Budget Usec Relampagos: Why me?
Budget Undersecretary Mario Relampagos has questioned why he is being singled out for suspicion in the “fake Saro scam” even as he denied having submitted a statement to the National Bureau of Investigation in connection with the NBI investigation.
“I was the one who objected to its (the Saros’) release because of deficiency of documents and now I am the one allegedly being investigated,” Relampagos said in an interview.
He claimed to having expressed his objections even before the issue of fake Saros emerged in connection with farm-to-market road projects in Cagayan Valley.
Relampagos also said that contrary to the NBI claim, “I have not submitted any statement to them nor was I called in for questioning.”
“The NBI has not talked to me and I am willing to cooperate with the investigation and I hope the investigation will be over soon so the guilty parties could be punished and the innocent will be spared from further vilification,” he said.
The budget undersecretary explained that all documents at the Department of Budget and Management (DBM) go through his office as he has been designated by Budget Secretary Florencio Abad to sign on the latter’s behalf.
“I signed for everything but only after it had the approval of the secretary and these documents go through other offices also,” he said.
He added that the DBM documents go through a budget analyst, a budget officer in charge of the project, a legal officer and technical personnel, then to the office of the secretary and then his office.
Relampagos explained that unlike his previous bosses where he was only authorized to sign as a last resort, Abad had designated him as the signatory of all documents, including the issuance of the special allotment release order (Saro) and the notice of cash allocation (NCA).
A Saro is a DBM approval that paves the way for the issuance of the NCA, which in turn triggers the release of funds from, say, the Priority Development Assistance Fund (PDAF) or the congressional pork barrel, and other government fund releases.
Relampagos has been with the DBM since the time of President Cory Aquino.
“In previous administrations I was only an option, if the secretary was not available, but now I am the designated signatory after the secretary has stamped his approval,” he said.
He explained that this designation was made only to ensure an efficient flow of documents.
He said he had no knowledge of the fake Saro scam, which sources in the agency said had been there for a “long time.”
Relampagos said he had talked to his driver, a DBM regular employee who has been implicated in the scam and one of those questioned by the NBI.

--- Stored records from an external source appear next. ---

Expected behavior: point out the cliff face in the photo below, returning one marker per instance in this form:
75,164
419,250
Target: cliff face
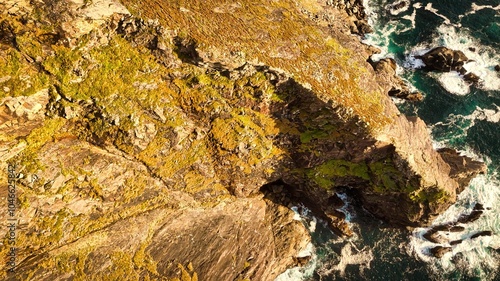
142,146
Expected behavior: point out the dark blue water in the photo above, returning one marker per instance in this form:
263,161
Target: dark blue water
458,115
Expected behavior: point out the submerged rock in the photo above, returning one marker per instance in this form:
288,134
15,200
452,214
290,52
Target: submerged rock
444,59
482,233
471,78
439,251
386,70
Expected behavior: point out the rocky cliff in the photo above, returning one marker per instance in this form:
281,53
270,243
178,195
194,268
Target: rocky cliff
147,136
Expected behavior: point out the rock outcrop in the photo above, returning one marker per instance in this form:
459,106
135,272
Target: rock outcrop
142,145
445,59
386,70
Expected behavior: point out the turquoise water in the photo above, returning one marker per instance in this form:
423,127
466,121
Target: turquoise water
458,115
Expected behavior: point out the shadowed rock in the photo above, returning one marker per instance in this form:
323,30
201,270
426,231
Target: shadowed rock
444,59
439,251
482,233
471,78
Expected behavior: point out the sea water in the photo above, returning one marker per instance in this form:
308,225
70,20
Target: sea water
462,116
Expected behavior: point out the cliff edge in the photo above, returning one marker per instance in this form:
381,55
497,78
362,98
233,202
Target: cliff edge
144,137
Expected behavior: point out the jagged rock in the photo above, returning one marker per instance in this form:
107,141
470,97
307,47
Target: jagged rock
301,261
406,95
386,68
473,216
472,78
439,251
456,228
463,168
335,201
163,167
434,237
482,233
444,59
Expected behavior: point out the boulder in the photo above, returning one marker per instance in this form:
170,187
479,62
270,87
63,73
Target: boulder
473,216
444,59
482,233
386,68
439,251
471,78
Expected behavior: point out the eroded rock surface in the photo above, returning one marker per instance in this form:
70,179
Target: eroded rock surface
142,142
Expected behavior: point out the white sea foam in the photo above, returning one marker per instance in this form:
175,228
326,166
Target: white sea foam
411,18
391,7
484,189
482,60
350,255
475,8
301,273
453,83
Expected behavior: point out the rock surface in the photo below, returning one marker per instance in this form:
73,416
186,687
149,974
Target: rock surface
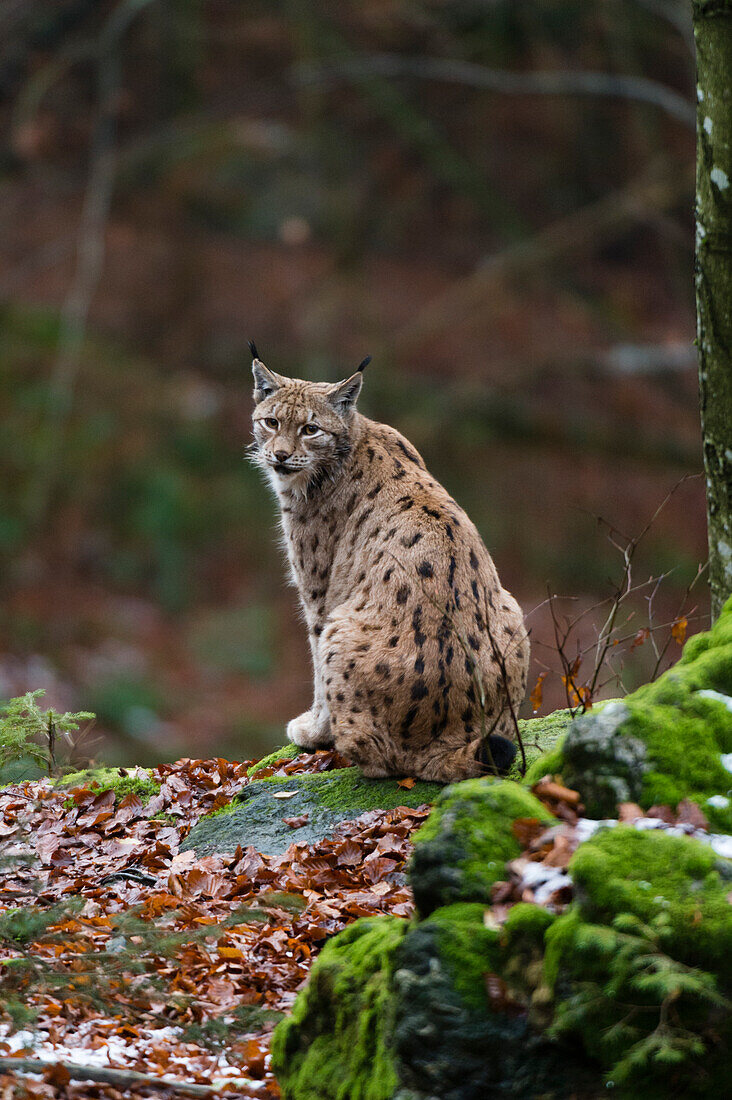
630,988
258,815
667,741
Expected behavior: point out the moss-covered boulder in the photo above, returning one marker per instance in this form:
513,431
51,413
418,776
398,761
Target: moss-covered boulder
642,963
337,1044
258,814
462,847
400,1011
668,740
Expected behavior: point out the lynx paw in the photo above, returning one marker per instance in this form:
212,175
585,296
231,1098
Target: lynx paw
309,730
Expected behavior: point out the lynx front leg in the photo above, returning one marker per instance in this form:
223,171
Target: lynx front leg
313,728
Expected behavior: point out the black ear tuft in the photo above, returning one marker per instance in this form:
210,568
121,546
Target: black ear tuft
498,755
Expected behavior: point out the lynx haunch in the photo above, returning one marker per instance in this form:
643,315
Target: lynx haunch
415,645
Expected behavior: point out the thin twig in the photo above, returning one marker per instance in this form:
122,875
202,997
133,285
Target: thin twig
89,260
559,83
123,1078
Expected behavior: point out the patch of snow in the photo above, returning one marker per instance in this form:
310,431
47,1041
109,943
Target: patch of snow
720,177
542,879
718,695
119,1053
720,842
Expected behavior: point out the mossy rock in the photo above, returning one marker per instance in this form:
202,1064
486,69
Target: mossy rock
257,815
336,1045
462,847
137,781
539,737
642,963
667,741
19,771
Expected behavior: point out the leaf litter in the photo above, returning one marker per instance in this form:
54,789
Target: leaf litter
248,925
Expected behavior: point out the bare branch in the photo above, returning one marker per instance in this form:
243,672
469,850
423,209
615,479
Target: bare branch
89,257
559,83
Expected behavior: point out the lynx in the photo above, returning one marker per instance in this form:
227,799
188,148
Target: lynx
418,655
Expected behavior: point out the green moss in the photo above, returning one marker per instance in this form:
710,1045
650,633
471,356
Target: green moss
541,737
288,751
110,779
665,740
462,847
467,949
325,800
642,963
547,763
651,875
526,923
548,735
336,1045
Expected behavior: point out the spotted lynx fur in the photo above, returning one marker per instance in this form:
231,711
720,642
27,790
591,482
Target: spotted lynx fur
405,614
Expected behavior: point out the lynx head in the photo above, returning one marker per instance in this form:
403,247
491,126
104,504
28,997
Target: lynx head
302,429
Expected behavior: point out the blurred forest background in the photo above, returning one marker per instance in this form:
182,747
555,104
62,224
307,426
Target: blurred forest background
491,197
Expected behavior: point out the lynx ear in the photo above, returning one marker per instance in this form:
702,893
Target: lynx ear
345,394
265,381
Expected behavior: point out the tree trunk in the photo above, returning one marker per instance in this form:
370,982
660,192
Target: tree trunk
712,25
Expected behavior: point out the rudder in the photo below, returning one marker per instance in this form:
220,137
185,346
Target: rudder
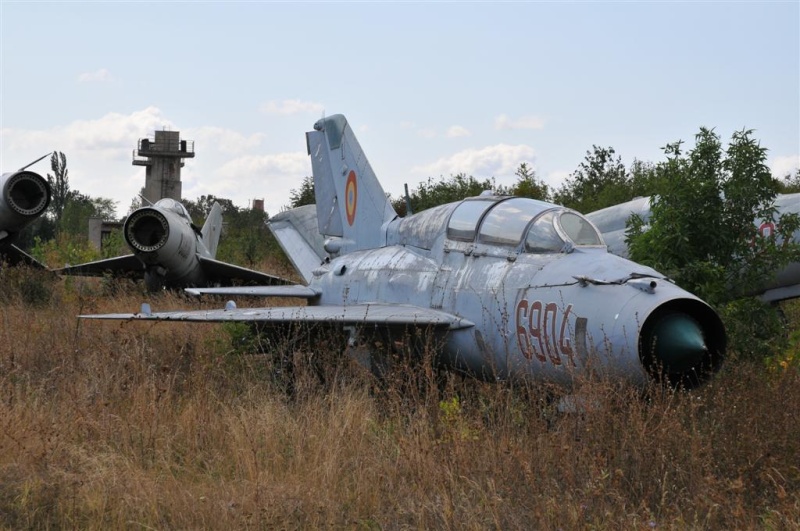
351,203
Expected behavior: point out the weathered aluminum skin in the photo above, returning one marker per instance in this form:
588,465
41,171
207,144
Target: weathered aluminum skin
551,307
172,253
24,196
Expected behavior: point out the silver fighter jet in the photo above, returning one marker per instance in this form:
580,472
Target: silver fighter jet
513,288
24,196
612,221
169,251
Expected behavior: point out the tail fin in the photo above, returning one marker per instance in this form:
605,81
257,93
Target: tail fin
351,203
212,229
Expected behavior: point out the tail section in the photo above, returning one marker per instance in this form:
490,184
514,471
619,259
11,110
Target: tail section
212,229
351,204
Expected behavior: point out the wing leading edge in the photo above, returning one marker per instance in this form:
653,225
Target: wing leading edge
357,314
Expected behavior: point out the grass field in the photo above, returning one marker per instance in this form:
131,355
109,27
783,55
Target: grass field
174,426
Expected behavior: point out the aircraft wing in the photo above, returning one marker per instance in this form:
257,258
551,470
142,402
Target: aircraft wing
291,290
13,255
120,264
223,272
357,314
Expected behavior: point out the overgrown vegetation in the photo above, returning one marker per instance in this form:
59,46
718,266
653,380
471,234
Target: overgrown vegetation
702,233
110,425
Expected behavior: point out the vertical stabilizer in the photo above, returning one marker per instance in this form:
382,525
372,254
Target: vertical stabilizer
212,229
351,203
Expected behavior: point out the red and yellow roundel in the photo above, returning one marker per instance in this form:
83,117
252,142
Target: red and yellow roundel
351,197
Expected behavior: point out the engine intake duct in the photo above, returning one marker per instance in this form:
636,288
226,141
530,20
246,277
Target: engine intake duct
146,230
27,193
682,343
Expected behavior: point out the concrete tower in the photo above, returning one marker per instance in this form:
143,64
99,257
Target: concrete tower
163,157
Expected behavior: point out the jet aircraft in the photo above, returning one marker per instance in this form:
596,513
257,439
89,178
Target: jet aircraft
169,251
24,196
612,221
512,288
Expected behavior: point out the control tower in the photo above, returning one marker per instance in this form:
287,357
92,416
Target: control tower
163,157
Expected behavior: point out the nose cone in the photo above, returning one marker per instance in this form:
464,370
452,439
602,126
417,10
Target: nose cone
682,343
146,230
678,342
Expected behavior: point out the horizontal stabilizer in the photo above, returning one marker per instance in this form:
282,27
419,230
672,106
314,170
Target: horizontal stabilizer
379,315
13,255
127,264
292,290
224,273
298,235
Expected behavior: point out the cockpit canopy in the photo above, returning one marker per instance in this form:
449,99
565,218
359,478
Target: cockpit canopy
535,226
173,206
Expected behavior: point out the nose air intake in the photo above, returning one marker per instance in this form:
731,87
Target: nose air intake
27,193
147,230
682,343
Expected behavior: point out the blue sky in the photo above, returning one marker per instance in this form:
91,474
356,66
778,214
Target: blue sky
431,89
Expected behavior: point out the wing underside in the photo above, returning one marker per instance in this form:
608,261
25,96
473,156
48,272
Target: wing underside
13,255
358,314
127,264
225,273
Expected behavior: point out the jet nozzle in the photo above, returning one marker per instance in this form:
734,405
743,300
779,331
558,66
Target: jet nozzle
146,230
27,193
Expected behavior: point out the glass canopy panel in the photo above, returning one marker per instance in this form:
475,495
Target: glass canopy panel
579,230
543,237
464,220
506,222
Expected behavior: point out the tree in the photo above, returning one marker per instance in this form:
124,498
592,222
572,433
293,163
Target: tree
304,195
199,209
79,208
434,193
702,232
600,181
528,185
791,183
59,184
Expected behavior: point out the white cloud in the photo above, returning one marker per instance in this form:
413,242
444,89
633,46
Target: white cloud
224,140
498,161
270,177
556,179
524,122
783,166
290,107
106,136
101,75
457,131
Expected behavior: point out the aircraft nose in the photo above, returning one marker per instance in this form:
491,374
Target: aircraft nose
682,343
146,230
678,342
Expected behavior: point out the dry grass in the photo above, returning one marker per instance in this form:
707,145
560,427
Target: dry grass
117,425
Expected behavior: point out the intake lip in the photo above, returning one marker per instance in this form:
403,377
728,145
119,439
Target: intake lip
147,230
27,193
682,343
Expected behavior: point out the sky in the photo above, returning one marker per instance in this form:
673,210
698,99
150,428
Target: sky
431,89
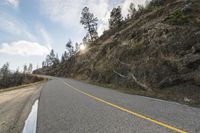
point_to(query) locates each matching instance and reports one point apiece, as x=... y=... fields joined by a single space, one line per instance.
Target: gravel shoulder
x=15 y=106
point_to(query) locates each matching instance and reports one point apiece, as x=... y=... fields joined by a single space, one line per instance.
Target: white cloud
x=126 y=3
x=24 y=48
x=14 y=3
x=68 y=12
x=13 y=26
x=45 y=36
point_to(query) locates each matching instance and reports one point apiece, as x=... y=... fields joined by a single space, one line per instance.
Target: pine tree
x=132 y=11
x=30 y=68
x=115 y=18
x=89 y=22
x=70 y=47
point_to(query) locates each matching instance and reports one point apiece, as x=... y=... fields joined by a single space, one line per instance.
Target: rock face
x=149 y=51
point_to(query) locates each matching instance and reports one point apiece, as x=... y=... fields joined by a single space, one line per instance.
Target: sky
x=29 y=29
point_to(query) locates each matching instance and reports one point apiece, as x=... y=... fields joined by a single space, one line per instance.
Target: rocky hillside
x=158 y=50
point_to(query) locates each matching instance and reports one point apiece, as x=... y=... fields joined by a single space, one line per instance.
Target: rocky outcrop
x=148 y=52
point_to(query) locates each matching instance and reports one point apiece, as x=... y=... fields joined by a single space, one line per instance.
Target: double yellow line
x=128 y=111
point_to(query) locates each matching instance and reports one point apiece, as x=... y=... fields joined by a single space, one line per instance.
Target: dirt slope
x=157 y=50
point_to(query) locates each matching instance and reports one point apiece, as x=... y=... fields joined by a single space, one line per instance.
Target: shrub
x=178 y=17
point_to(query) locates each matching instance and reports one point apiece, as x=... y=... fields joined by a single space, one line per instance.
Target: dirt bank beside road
x=15 y=106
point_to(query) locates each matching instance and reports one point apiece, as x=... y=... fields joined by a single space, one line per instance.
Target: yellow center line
x=128 y=111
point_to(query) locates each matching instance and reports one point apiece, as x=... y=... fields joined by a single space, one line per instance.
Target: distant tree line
x=10 y=79
x=90 y=23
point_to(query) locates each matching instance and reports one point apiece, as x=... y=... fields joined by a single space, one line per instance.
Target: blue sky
x=29 y=29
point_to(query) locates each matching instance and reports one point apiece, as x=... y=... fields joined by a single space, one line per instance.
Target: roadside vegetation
x=154 y=50
x=11 y=79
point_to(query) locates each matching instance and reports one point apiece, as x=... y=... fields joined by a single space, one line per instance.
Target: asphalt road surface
x=70 y=106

“I asked him about his involvement in the release of the fake Saro and he denied it. But if the NBI finds him guilty, he should be penalized. I will not cover for him,” he said.
Relampagos’ name surfaced in the investigation after several of his office staff, including a janitor, were implicated in the scam.
The NBI opened an investigation into the alleged fake Saro scam following a request from Abad last October.
Justice Secretary Leila de Lima earlier said investigators were not ruling out the possible involvement of “a higher DBM official or officials” in the scam.
The alleged scam was discovered after an agriculture official alerted Abad to the release of a Saro for P161 million, which was hand-carried by Enrico Arao, an aide of Cagayan Rep. Baby Aline Vargas-Alfonso, to the Cagayan Valley office of the agriculture department last October.
Arao claimed he did not know that the document was fake and pointed to Joel Badong, an employee at the secretary general’s office in the House of Representatives, as the source of the document.
Another Saro covering Western Visayas for P77 million was also found to be spurious.
The originals of the documents have remained with the DBM office and have neither been signed nor released.